Es gibt zwar eine neue Familienstudie, Neuigkeiten gibt es trotzdem keine. Die Österreicherinnen bekommen immer später, immer weniger Kinder. Idealerweise wünscht man sich zwei Kinder, tatsächlich hat man dann nur eineinhalb (wie immer das in der Praxis auch ausschauen mag). Frauen leisten immer noch 60 Prozent der unbezahlten Arbeit im häuslichen Umfeld. Familienförderungen in Form von Geld haben bescheidene Auswirkungen auf die Fertilitätsrate. Sachleistungen (also Kinderbetreuungsplätze) deutliche. In Österreich gibt es folgerichtig im internationalen Vergleich überdurchschnittliche Geldtransferleistungen, aber nur ein mittelmäßiges Volumen an eben solchen wirksamen Sachleistungen. Im Ernst.

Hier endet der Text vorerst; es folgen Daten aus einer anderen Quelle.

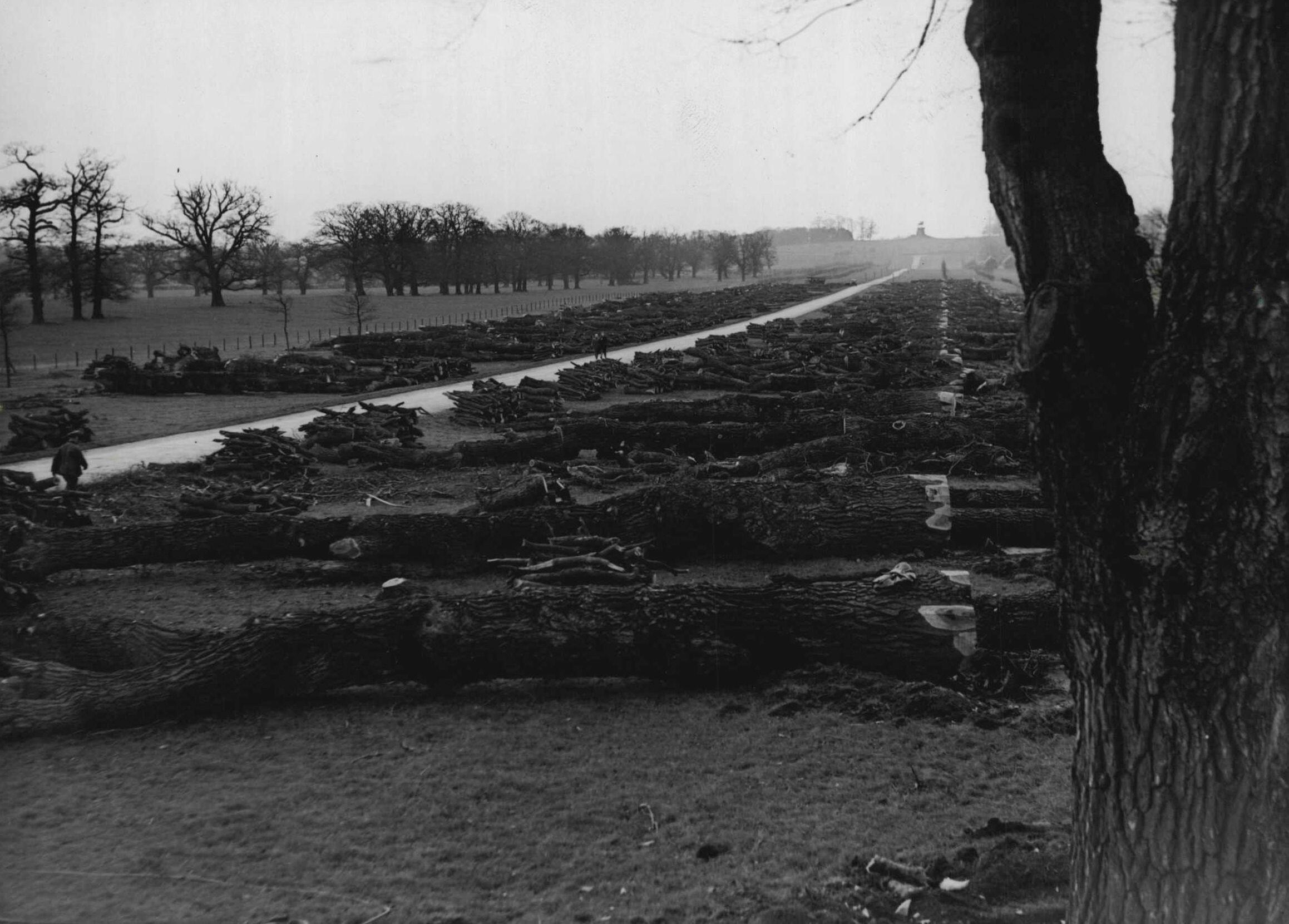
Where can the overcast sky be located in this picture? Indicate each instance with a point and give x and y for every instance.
(597, 112)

Denkt man Familienförderung also in politischen Maßnahmen, ist die Antwort denkbar einfach: It's the Kinderbetreuung, stupid! Wer den Wunsch hat, der komplexen, höchstpersönlichen Entscheidung für ein Kind einen Schubs Richtung Ja zu geben, sorge dafür, dass sich zu möglichst flexiblen Zeiten, 365 Tage im Jahr, sommers wie winters, leistbar, direkt ums Eck, verlässlich und liebevoll gut ausgebildete Menschen um den Nachwuchs kümmern können. Ja, so einfach (und schwierig zugleich) wäre das, liebe Familienpolitiker und all jene, die sich dafür ausgeben.

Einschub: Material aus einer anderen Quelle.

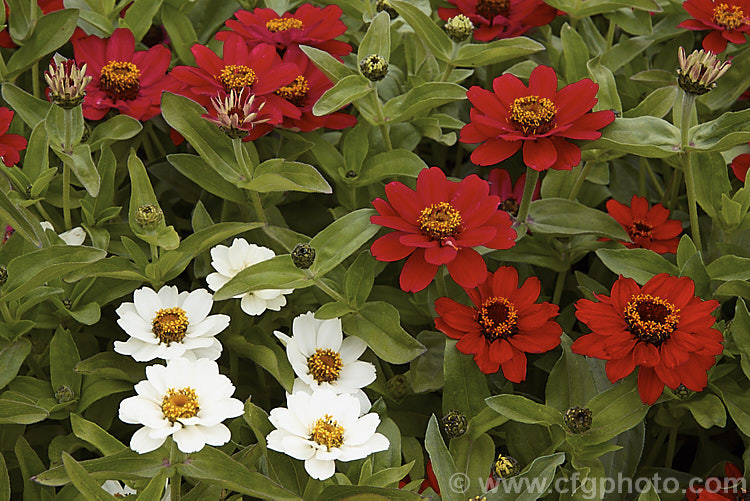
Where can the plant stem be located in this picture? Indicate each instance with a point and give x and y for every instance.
(532, 177)
(580, 179)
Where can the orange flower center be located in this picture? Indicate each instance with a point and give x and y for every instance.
(283, 24)
(236, 77)
(325, 365)
(120, 80)
(651, 318)
(327, 432)
(488, 9)
(498, 318)
(296, 92)
(170, 325)
(440, 221)
(532, 115)
(180, 404)
(729, 16)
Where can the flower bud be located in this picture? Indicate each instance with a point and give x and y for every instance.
(303, 256)
(459, 28)
(385, 5)
(505, 467)
(454, 424)
(578, 419)
(148, 217)
(67, 83)
(374, 67)
(699, 71)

Denkt man Familienförderung eher gesamtgesellschaftlich, dann liest man in der Studie am besten genauer die Gründe für unerfüllten Kinderwunsch nach. Und schon ist man mitten drinnen im echten Leben, dort, wo vordergründige politische Einflussnahme recht wenig kann: „Fortgeschrittenes Alter, Partner/in möchte kein Kind, Unzufriedenheit mit dem Partner/in, zwischenzeitliche Trennung, Unsicherheit im Kinderwunsch und Unzufriedenheit des Partners bei der Kinderbetreuung“ werden da als gewichtigste Hindernisse für eine Familiengründung genannt.

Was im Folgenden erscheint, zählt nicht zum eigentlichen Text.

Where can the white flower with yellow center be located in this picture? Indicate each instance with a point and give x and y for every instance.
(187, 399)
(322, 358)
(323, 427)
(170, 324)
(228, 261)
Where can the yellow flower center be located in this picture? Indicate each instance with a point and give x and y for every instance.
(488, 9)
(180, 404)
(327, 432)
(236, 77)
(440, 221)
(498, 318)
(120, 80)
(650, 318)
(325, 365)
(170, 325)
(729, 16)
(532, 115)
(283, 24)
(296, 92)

Und da versteht man ihn schon viel besser, den Trend zu einer kinderlosen Gesellschaft: Es gibt tatsächlich viele gute Gründe, keine Kinder zu bekommen. Und wahrscheinlich sind jene Menschen, die heute über Nachwuchs nachdenken, die Ersten, die diese Gründe relativ frei von gesellschaftlichen Zwängen ehrlich für sich abwägen können. Es ist heute für Frauen und Männer möglich, auf allgemein akzeptierte Lebensentwürfe zurückzugreifen, die auch ohne eigenen Nachwuchs ausreichend gesellschaftlich akzeptiert sind. Ob man sein Leben ganz der Arbeit, ganz der Familie, beidem zu gewissen Teilen widmet, oder doch ganz etwas anderes macht, bleibt einem selbst überlassen.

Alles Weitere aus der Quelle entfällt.